Fly runway heading (say 17L to 180 degrees, staying under Denver Class B floor @ 8000'. Now, tell me what needs to happen for VFR. Do I tell the tower where I am going even if it's VFR.

And when on arrival, I am still learning entry points. If I need to land 17L/R and am arriving from the south I need to contact tower at how many miles out, and enter midfield, then enter pattern at 6800' TPA. Then land after I am cleared or if pattern is empty.

Here are the arrival expectations:

W-Rwy 17L: Rgt dnwnd
W-Rwy 35R: Lft dnwnd

N-Rwy 17L: Strght-in
N-Rwy 35R: Rgt dnwnd-Rpt S of Cherry Creek Res.

E-Rwy 17L: Lft dnwnd
E-Rwy 35R: Rgt dnwnd-Rpt Parker/Arapahoe Road

S-Rwy 17L: Lft dnwnd-Rpt 4-mi SE
S-Rwy 35L/R: Strght-in

So, ATIS will tell me which runway I will need, confirm it will the tower, enter pattern @ midfield according to ATIS and arrival direction?

Sorry for the rambling!!!

I appreciate any help.


Well-known member
Nov 26, 2001
Total Time

I flew out of there quite a bit until I "retired" from aviation about eight years ago.
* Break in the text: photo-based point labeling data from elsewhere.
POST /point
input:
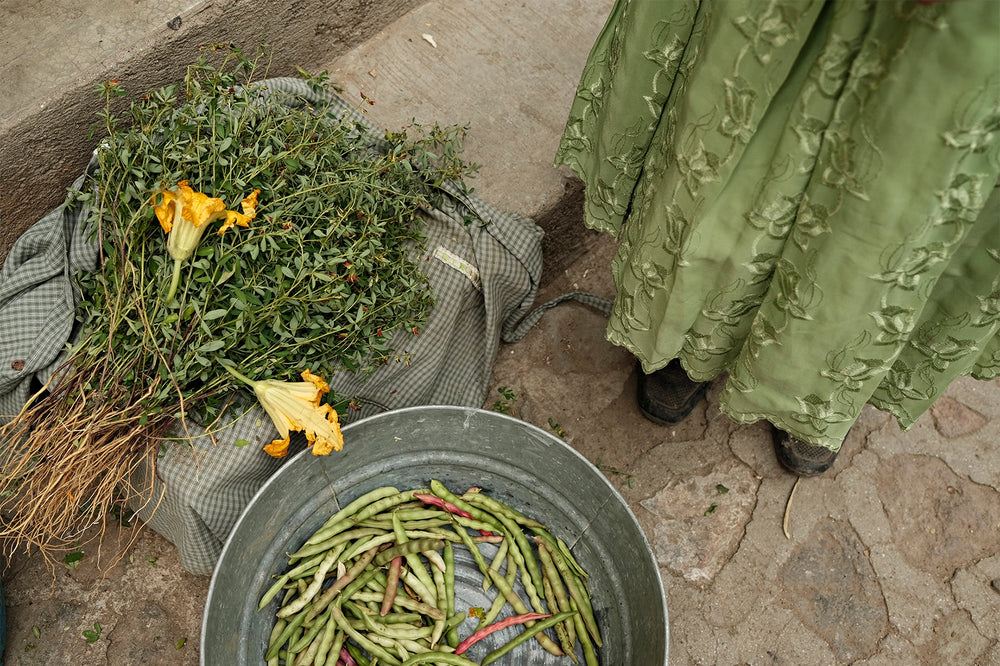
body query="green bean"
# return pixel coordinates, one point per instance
(441, 491)
(589, 655)
(407, 515)
(313, 588)
(434, 557)
(276, 630)
(475, 524)
(356, 654)
(338, 585)
(419, 588)
(521, 609)
(291, 653)
(439, 657)
(561, 634)
(337, 539)
(361, 514)
(395, 631)
(404, 602)
(274, 589)
(333, 652)
(363, 580)
(365, 500)
(393, 645)
(416, 565)
(576, 588)
(441, 589)
(397, 618)
(550, 576)
(309, 656)
(405, 548)
(330, 630)
(285, 635)
(451, 635)
(564, 549)
(500, 556)
(392, 584)
(500, 600)
(534, 630)
(313, 632)
(496, 507)
(374, 649)
(525, 558)
(474, 549)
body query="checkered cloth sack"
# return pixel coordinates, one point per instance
(482, 263)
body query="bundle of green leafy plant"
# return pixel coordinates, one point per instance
(316, 281)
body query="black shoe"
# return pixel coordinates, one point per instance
(668, 395)
(800, 457)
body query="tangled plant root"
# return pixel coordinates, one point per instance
(52, 492)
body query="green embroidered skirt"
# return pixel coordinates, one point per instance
(805, 198)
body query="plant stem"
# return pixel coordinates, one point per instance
(174, 281)
(243, 378)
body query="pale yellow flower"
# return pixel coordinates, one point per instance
(185, 214)
(296, 406)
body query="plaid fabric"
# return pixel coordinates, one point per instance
(482, 263)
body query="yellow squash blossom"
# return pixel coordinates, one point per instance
(185, 214)
(296, 406)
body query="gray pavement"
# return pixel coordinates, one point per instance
(889, 558)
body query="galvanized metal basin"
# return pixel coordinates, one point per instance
(513, 461)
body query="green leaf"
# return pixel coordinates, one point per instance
(72, 561)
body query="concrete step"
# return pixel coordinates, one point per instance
(54, 53)
(508, 70)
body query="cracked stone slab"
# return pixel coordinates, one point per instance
(700, 520)
(977, 591)
(956, 641)
(832, 586)
(953, 419)
(940, 521)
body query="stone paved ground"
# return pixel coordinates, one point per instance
(891, 557)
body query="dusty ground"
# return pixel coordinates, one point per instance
(891, 557)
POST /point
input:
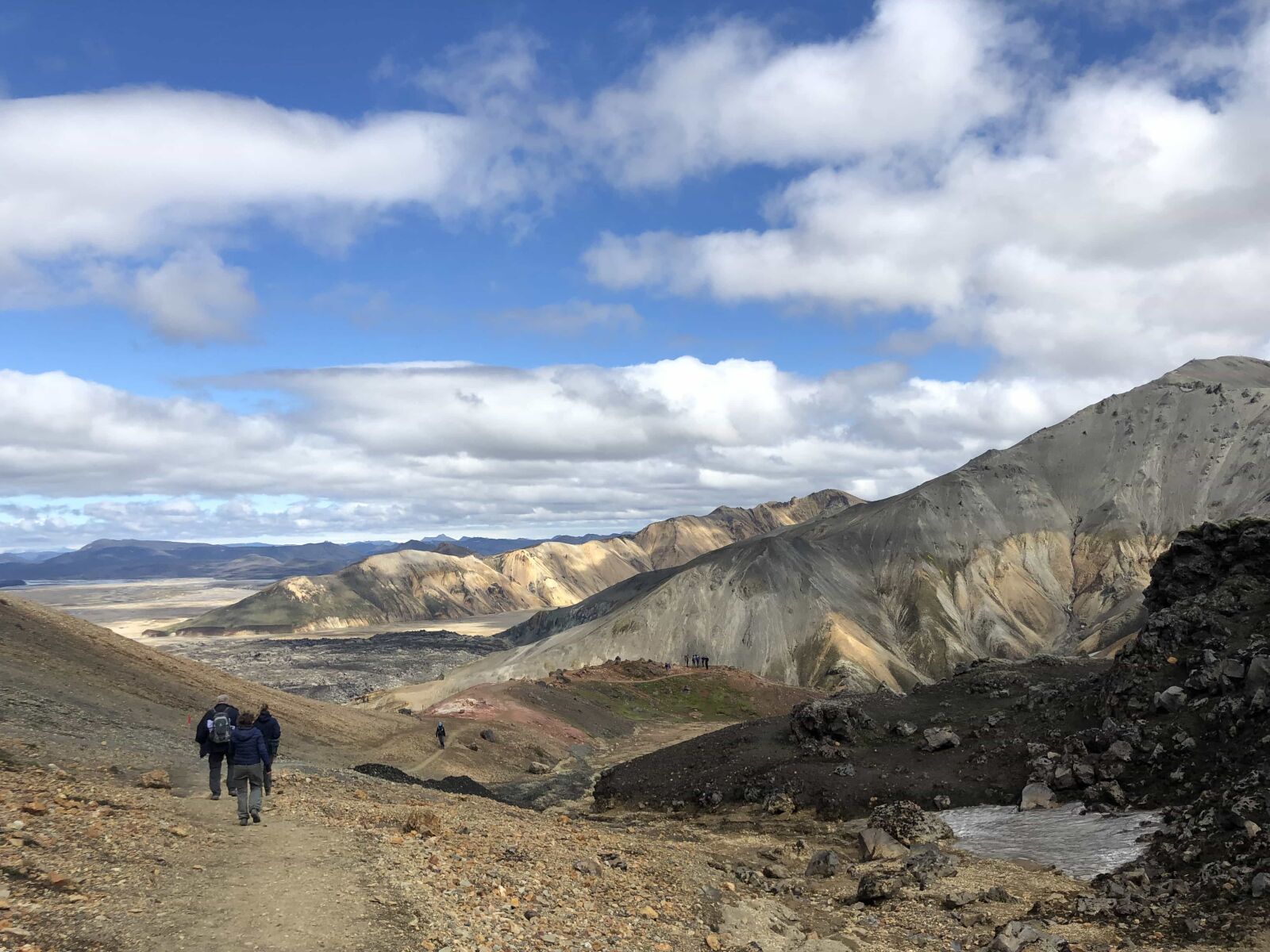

I can tell you what I recall.

First off, do what your instructor tells you to do. Really, that's the best advice anyone can give, especially because you haven't really taken your first lesson yet.

I believe the procedure used to be that you would tell Ground which direction you're headed on initial callup. You might get a transponder code and departure control frequency on which to contact Denver Departure. If that happens, you just contact Departure. You don't want to bust the Class B floor. Study your sectional beforehand (does NOS still publish anything like the old TCA chart?). I also remember that there were some noise abatement procedures in effect on a 17L departure. You might check on those. A/FD might have them. Your school ought to have them. The neighbors to the south of the airport were real finnicky about noise at one time.

On return, contact tower at least 10 nm out. You don't want to bust the Class D. There are some well-known reporting points, such as The Pinery to the southeast. Then enter as directed by Tower. Once again, your instructor will help you.

APA is a nice airport from which to fly. Good luck with your training.


Senior Member
Nov 26, 2001
Total Time
One suggestion, be careful who you give your name to on a public internet board. Most of us are pretty nice people, but there are some strange ones out there, and they might not have your best interests in mind.

That being said, just read everything you can on aviation. Take your time, study for the writtens, do what your instructor tells you to do, and you will do fine. I know that you want to learn everything in a hurry, but don't forget to learn the basics first. Don't try to go to fast, as this will just confuse you. Don't try to learn say, jet systems or other advanced stuff until you understand the aircraft you are flying now. Everything will come in time, and you have plenty of time. Listen more than you speak, and especially listen before you hit that mike button. Good luck, and welcome to the exciting world of aviation.